Driving the news: As senior counsel to the appellate team at Christian legal advocacy group Alliance Defending Freedom, Erin Morrow Hawley helped the state of Mississippi draft merits and reply briefs for Dobbs v. Jackson Women's Health Organization. "I'm so pleased it's a 6-3 decision," she told Axios. "The Supreme Court has taken the shackles of Roe off of states."
Why it matters: Hawley, 42, is a key player in her husband's political career, and she'll continue to be personally involved in conservatives' efforts to ban abortion state by state.
- The couple launched a podcast together last year. Both gave keynote addresses in February at a state GOP dinner in which her role in the litigation was highlighted, as the St. Louis Post-Dispatch reported.
- She is also a legal fellow with the Independent Women's Law Center who previously taught law at the University of Missouri.
The intrigue: Both Hawleys clerked in 2007 for Chief Justice John Roberts. In his concurring opinion Friday, Roberts joined in the majority ruling upholding Dobbs — but not overturning Roe.
Flashback: In April 2021, Erin Hawley — with their youngest child, an infant, along — traveled to Mississippi to meet with the legal team, working closely with state Solicitor General Scott Stewart to lay the foundation of the state's case.
- "The Supreme Court had been really clear that to find liberty interests protected by the 14th Amendment, that right needs to be deeply rooted in a nation's history and tradition," Hawley told Axios.

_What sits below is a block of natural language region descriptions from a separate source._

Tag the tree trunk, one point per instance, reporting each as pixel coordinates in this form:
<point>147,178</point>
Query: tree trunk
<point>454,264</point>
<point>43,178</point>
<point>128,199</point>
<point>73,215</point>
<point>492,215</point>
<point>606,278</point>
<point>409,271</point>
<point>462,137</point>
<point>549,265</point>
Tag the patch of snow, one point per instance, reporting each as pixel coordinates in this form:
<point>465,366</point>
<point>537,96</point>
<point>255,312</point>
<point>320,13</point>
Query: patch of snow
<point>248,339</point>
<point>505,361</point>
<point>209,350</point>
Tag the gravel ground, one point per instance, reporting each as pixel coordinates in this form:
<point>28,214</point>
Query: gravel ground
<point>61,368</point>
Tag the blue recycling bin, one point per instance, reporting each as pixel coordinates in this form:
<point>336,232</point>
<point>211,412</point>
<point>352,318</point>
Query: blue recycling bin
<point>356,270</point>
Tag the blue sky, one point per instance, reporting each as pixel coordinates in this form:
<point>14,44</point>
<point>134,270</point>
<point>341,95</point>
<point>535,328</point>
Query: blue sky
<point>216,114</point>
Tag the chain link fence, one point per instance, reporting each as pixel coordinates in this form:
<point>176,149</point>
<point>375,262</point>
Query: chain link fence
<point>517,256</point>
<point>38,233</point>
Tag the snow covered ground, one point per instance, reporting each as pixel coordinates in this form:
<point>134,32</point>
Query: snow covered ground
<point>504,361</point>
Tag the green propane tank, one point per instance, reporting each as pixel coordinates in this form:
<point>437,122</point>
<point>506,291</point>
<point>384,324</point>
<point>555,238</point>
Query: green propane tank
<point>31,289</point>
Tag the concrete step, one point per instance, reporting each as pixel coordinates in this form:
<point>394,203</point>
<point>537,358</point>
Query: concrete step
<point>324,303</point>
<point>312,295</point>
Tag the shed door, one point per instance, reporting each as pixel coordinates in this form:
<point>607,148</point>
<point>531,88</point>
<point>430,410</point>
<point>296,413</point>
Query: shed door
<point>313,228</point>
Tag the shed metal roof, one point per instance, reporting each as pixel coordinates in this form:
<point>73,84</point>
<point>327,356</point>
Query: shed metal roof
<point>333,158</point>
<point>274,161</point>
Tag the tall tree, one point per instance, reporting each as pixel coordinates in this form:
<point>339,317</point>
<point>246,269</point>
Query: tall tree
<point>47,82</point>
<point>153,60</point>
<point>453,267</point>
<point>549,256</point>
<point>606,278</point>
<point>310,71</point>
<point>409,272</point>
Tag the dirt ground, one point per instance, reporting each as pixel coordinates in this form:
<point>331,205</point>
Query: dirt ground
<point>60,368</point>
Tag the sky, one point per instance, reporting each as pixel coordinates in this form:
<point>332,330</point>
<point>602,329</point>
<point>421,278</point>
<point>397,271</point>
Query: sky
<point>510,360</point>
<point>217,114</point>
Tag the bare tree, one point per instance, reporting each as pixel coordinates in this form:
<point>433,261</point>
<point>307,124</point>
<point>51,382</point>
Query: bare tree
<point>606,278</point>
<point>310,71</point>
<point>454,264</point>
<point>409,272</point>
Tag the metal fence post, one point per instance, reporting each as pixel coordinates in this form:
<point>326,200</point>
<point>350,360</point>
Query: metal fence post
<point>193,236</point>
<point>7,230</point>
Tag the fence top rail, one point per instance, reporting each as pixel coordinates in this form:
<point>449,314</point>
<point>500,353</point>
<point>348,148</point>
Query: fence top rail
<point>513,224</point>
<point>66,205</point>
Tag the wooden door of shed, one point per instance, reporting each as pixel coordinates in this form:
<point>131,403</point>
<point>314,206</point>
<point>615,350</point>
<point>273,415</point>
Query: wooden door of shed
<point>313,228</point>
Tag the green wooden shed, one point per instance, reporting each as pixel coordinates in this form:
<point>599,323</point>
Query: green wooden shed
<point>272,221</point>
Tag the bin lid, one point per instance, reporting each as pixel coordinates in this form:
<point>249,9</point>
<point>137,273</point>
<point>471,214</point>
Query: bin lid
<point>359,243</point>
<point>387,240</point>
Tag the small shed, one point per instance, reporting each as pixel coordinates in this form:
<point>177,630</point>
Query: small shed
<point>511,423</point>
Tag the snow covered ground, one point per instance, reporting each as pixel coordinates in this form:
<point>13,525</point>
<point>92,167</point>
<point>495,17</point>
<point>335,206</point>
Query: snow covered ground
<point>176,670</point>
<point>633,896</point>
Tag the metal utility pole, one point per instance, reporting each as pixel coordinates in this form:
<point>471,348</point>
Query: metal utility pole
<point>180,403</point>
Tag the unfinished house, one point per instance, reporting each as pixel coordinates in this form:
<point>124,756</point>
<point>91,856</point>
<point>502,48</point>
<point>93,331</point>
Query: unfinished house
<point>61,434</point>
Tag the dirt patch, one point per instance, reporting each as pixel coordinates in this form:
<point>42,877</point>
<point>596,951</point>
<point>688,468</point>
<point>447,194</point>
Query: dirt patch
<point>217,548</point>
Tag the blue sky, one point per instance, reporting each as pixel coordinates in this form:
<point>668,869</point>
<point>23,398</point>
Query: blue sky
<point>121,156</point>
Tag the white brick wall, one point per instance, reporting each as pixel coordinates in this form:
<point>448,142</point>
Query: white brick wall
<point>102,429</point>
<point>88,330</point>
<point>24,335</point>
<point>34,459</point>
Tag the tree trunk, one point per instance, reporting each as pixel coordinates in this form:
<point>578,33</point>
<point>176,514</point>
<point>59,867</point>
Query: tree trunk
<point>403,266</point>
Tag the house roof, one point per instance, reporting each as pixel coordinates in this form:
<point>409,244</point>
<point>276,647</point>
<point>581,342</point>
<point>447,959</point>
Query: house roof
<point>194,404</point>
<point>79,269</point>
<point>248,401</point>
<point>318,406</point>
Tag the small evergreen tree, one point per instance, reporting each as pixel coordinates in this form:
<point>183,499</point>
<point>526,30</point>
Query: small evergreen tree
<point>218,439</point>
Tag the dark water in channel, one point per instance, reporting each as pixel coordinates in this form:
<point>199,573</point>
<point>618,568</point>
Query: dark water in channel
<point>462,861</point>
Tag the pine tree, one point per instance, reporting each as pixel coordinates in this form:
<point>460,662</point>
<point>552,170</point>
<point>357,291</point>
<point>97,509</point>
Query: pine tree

- "There's no way to manufacture a historically rooted right to abortion," she said, noting abortion was unlawful under common law at the nation's founding and 28 states prohibited abortion when the 14th Amendment was enacted in 1868.
Background: Erin Hawley grew up on a ranch in New Mexico and studied animal science at Texas A&M University before attending law school, where she was first exposed to religious liberty issues.
Editor’s note: This post was corrected to show that 28 states prohibited abortion when the 14th Amendment was enacted in 1868, not 37 states.